Crossing breeds is always a smorgasbord as to what is going to come out in the youngsters.


----------



## Skogsdua (Apr 15, 2016)

Sorry for beeing this late to say thank you for your answer, Chuck, better late than never though. I really do appreciate your time and effort 

So I understand it can be both cock and hen, and I'll just have to wait to see. 
This couple had another two babies in their nest, and now they are just big enough to show their "true color". And guess what! One having 3 feathers of white on it's rump, and the other having 3 white feathers somewhat underneath. Such a surprise when I noticed  
This will be the last babies for them this season.


----------



## Chuck K (Jan 12, 2013)

That one looks like it is going to have a crest. The feathers on the neck and back of the head appear reversed.


----------



## Skogsdua (Apr 15, 2016)

Yes, I noticed as well.. in fact, both have the reversed neck But, I wanted these offsprings for adding a new color to my Sottobancas, and they have a crest as well, so that could work out just fine  Interesting to see what the size of the babies will be when grown up..


----------



## Skogsdua (Apr 15, 2016)

A little update on this family  No reversed neck, I am pretty sure all 4 of them had as squabs. By now, all of them look the same in size and form. Even color, but the two youngest nestmates have not had their first molt yet, and I expect them to molt in more white. 
The very first baby from this couple turned out to be a hen, and mated up to a Sottobanca. Sitting for the fifth day on her eggs right now.


----------



## FredaH (Apr 5, 2016)

Oh what beautiful birds they all are, I love the black ones and never knew there actually were black pigeons. So many variations in pigeons that it blows my mind and all are beautiful - along with their wonderful personalities too.


----------



## cwebster (Dec 11, 2010)

You have really lovely birds!


----------



## John_D (Jan 24, 2002)

Sorry to interrupt the flow.

pigeonlover0309 is a troll, and it's post has been removed, having been reported by another member (thank you  )

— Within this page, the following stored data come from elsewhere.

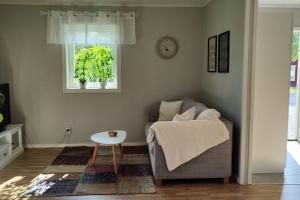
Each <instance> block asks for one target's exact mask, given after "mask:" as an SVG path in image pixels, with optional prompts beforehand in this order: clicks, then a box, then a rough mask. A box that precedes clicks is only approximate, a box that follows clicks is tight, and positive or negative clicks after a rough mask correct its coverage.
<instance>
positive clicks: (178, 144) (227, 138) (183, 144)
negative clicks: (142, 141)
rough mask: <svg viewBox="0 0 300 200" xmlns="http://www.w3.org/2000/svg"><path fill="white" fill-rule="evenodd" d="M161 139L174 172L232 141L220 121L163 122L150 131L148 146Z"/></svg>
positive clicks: (201, 119) (166, 154)
mask: <svg viewBox="0 0 300 200" xmlns="http://www.w3.org/2000/svg"><path fill="white" fill-rule="evenodd" d="M154 135H155V136H156V138H157V141H158V143H159V144H160V145H161V147H162V149H163V152H164V154H165V158H166V162H167V167H168V169H169V171H172V170H174V169H176V168H177V167H179V166H180V165H182V164H183V163H185V162H188V161H189V160H191V159H192V158H194V157H196V156H198V155H200V154H202V153H203V152H205V151H206V150H208V149H210V148H212V147H214V146H217V145H218V144H221V143H223V142H225V141H227V140H228V139H229V132H228V130H227V128H226V126H225V124H224V123H223V122H222V121H221V120H219V119H218V118H210V119H201V120H190V121H159V122H155V123H154V124H153V125H152V126H151V127H150V129H149V134H148V136H147V142H148V143H150V142H152V141H153V139H154Z"/></svg>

pigeonlover0309 has been banned.


----------



## hamza syed (Jun 22, 2012)

Really Good looking birds Hopefully to see more of them soon


----------



## Skogsdua (Apr 15, 2016)

Thank you for all your kind comments on behalf of my pigeons 
I think I need to update a little, and also add some photos too. 

The first clutch of eggs was emty, but then she layed another couple, and both hatced. I am not sure what I got, but oh my gosh they look lovely!! Just see for your self.. 
The ash yellow is of course a hen, and the grey (lavender I presume ?) has some small black flecks in his tail indicating beeing a cock. 
Father beeing an ash red and the mother is the oldest of the black spread-chicks in an earlier photo in this tread.
My main reason for the mix was to add some new colors to me otherwise very ash red Sottobancas.. 
The two squabs lack the crest though, but I hope to get that back within a couple of crossbacks. But I'm VERY satisfied and exited with the colors, hoping they will not change to much during the molt.


----------



## Skogsdua (Apr 15, 2016)

Duplikat message.. so I deleted it.


----------



## Skogsdua (Apr 15, 2016)

I have a problem with my pictures beeing very big, I'm sorry but I can't figure out how to make them smaller. Anyhow, I also would like to present a squab from the black/white tigergrizzle hen mentioned earlier in the tread, and an ash red Sottobanca carrying blue. He looks more like the lavender I'd expect from an ash red x spread, but he is also a tigergrizzle I guess due to the white flecks on his head. He is about 10 days older than the siblings.


----------



## Chuck K (Jan 12, 2013)

There is a free software called IrfanView that has an option to resize photographs along with dozens of other neat options.


----------



## Skogsdua (Apr 15, 2016)

Thanks  I'll download and try it for the next time


----------